Four out of five investors expect the Fed to hold off reducing its $85 billion in monthly bond buying until March or later, according to a Bloomberg Global Poll of investors on Nov. 19.
The Chicago Board Options Exchange Volatility Index jumped the most since September, rising 12 percent for the week to 13.70. The gauge of S&P 500 options known as the VIX is down 24 percent this year.
Two out of the 10 main S&P 500 industries gained as technology and consumer-discretionary companies surged more than 1.1 percent.
Tiffany jumped 9.9 percent to $89.14 as retailers climbed. The world’s second-largest luxury jewelry retailer boosted its annual earnings forecast as the rising U.S. stock market gave wealthy consumers the confidence to snap up higher-priced merchandise.
J.C. Penney Co., a department-store chain, soared 15 percent to $10.19. Coach Inc., the largest U.S. luxury handbag maker, added 6.8 percent to $57.90.
Sales among retailers are projected to advance 2.4 percent this holiday, the smallest increase since 2009, the year the recession ended, according to researcher ShopperTrak. Faced with six fewer days between Thanksgiving and Christmas than last year, retailers are pouring on the discounts to lure customers.
Online sales are projected to climb as much as 15 percent to $82 billion during the holidays, more than three times faster than the total gain of 3.9 percent to $602.1 billion, according to the National Retail Federation. Amazon.com Inc. climbed 5.7 percent to $393.62 for the week.
Apple jumped 7 percent to $556.07. The company sold three of every four smartphones in Japan last month after the country’s largest carrier, NTT Docomo Inc., began carrying the iPhone, according to market researcher Kantar Worldpanel ComTech.
The waiting time for the iPhone 5S has shortened as Foxconn Technology Co. boosted production, the Wall Street Journal reported.
Hewlett-Packard surged 8.3 percent to $27.35. Chief Executive Officer Meg Whitman got a boost in her turnaround efforts last quarter as businesses snapped up technology products. Results were buoyed by corporate demand for servers, personal computers and networking equipment.
An S&P index of homebuilders advanced 2.6 percent as reports showed home prices in 20 U.S. cities rose by the most since February 2006 in the 12 months through September and building permits climbed in October to the highest level in more than five years.

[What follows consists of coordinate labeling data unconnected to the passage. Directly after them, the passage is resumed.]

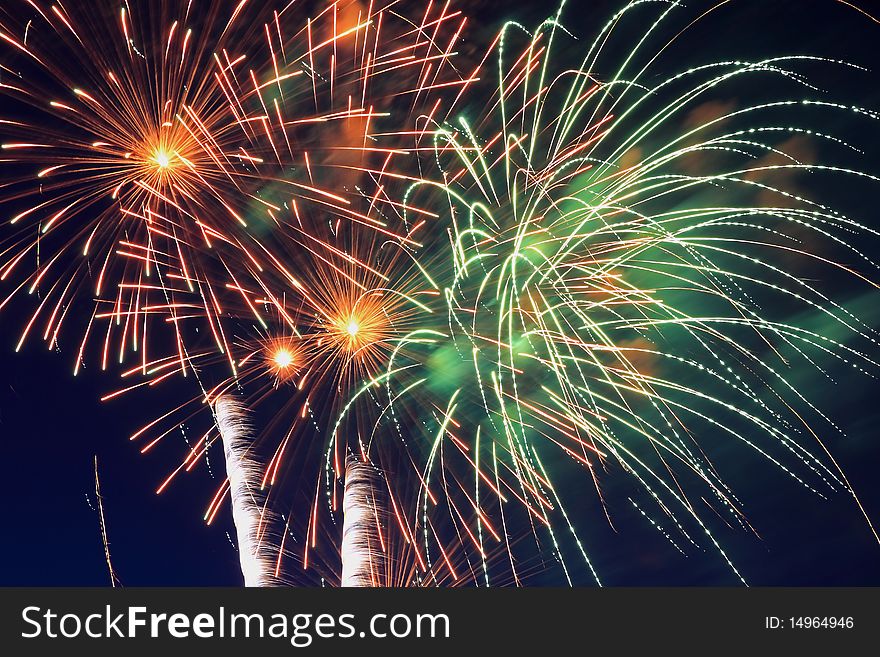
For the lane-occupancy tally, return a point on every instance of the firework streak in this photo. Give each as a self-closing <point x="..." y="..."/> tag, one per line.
<point x="362" y="552"/>
<point x="243" y="475"/>
<point x="528" y="295"/>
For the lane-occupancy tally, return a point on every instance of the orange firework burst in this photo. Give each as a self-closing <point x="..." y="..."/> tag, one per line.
<point x="223" y="191"/>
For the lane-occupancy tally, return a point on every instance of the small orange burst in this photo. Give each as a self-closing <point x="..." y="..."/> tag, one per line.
<point x="283" y="360"/>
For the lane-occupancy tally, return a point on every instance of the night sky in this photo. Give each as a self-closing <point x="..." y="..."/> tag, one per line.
<point x="52" y="425"/>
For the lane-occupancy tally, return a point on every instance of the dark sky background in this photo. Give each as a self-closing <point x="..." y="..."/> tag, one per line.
<point x="52" y="425"/>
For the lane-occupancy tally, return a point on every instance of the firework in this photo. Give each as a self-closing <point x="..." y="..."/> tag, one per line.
<point x="364" y="513"/>
<point x="289" y="306"/>
<point x="620" y="291"/>
<point x="248" y="510"/>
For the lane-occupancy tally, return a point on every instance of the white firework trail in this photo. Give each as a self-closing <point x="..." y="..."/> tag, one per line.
<point x="363" y="553"/>
<point x="248" y="511"/>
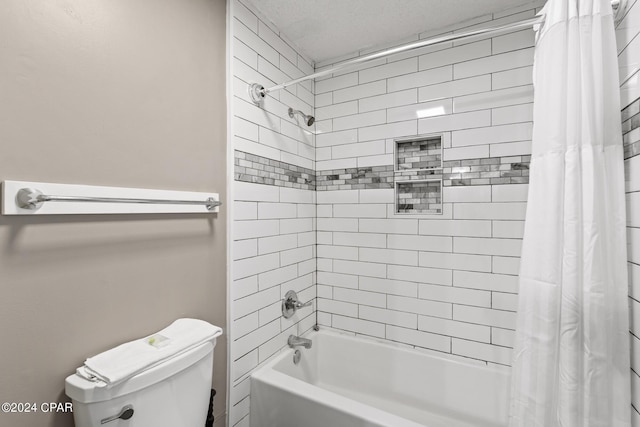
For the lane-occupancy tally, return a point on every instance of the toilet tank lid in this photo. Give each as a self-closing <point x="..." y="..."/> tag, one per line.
<point x="82" y="390"/>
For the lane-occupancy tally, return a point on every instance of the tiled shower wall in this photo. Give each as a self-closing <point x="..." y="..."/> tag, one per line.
<point x="628" y="41"/>
<point x="446" y="283"/>
<point x="274" y="209"/>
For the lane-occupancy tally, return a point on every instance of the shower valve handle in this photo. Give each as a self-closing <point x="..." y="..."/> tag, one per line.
<point x="290" y="304"/>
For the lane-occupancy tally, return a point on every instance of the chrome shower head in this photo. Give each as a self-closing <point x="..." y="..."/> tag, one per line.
<point x="309" y="120"/>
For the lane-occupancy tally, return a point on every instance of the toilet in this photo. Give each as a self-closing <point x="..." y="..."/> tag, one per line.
<point x="174" y="393"/>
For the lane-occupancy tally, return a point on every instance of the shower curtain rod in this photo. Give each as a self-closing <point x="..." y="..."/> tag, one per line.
<point x="257" y="92"/>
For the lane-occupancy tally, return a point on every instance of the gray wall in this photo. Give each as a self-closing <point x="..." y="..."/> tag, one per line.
<point x="115" y="93"/>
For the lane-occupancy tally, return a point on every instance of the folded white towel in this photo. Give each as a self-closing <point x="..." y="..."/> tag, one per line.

PulteGroup Inc. advanced 3 percent to $18.76 while Lennar Corp. climbed 3.5 percent to $35.76.
Energy shares tumbled 2 percent for the biggest retreat among 10 S&P 500 industries, after crude oil reached a six-month low. Exxon Mobil, the world’s largest energy producer, slipped 1.6 percent to $93.48. Schlumberger Ltd., the biggest oilfield services provider, dropped 4.7 percent to $88.42.